U-Net Results Visualization

ModelIoU Score
U-Net on Validation Set0.91
SimVP + U-Net on Validation Set0.21

Potential Improvements

Extended Training Epochs

Increasing the training epochs for the SimVP model from 5 to 25, especially with unlabeled data, improved the Jaccard Coefficient of our linked model from 0.17 to 0.21. This suggests that extended training allows the model to more effectively learn dataset dynamics, enhancing frame prediction accuracy.

Alternatives to Self-Supervised Learning

Focusing on refining the U-Net model could be an alternative to self-supervised learning. A more accurate U-Net can generate better masks for unlabeled data, creating a stronger labeled set for SimVP training. This approach leverages U-Net’s segmentation precision to improve SimVP input quality.

Integration of Autoregressive Architecture

Integrating an autoregressive architecture into SimVP [4] could capture sequential dependencies more effectively, potentially enhancing the model’s temporal prediction accuracy. This modification aims to boost frame prediction reliability in complex video sequences.

Conclusion

In this article, we presented our approach to semantic segmentation on realistic video using the U-Net and SimVP models. By leveraging frame prediction with SimVP and semantic mask segmentation with U-Net, we achieved promising results in predicting the semantic mask of the 22nd frame using only the first 11 frames.

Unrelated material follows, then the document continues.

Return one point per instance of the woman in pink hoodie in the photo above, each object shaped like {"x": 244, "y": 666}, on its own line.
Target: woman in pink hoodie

Our experiments highlighted the importance of extended training epochs, the potential of alternatives to self-supervised learning, and the possibility of integrating autoregressive architectures to further improve performance.

As we continue to explore and refine our approach, we remain committed to pushing the boundaries of semantic segmentation on realistic video data, opening up new possibilities for applications in various domains.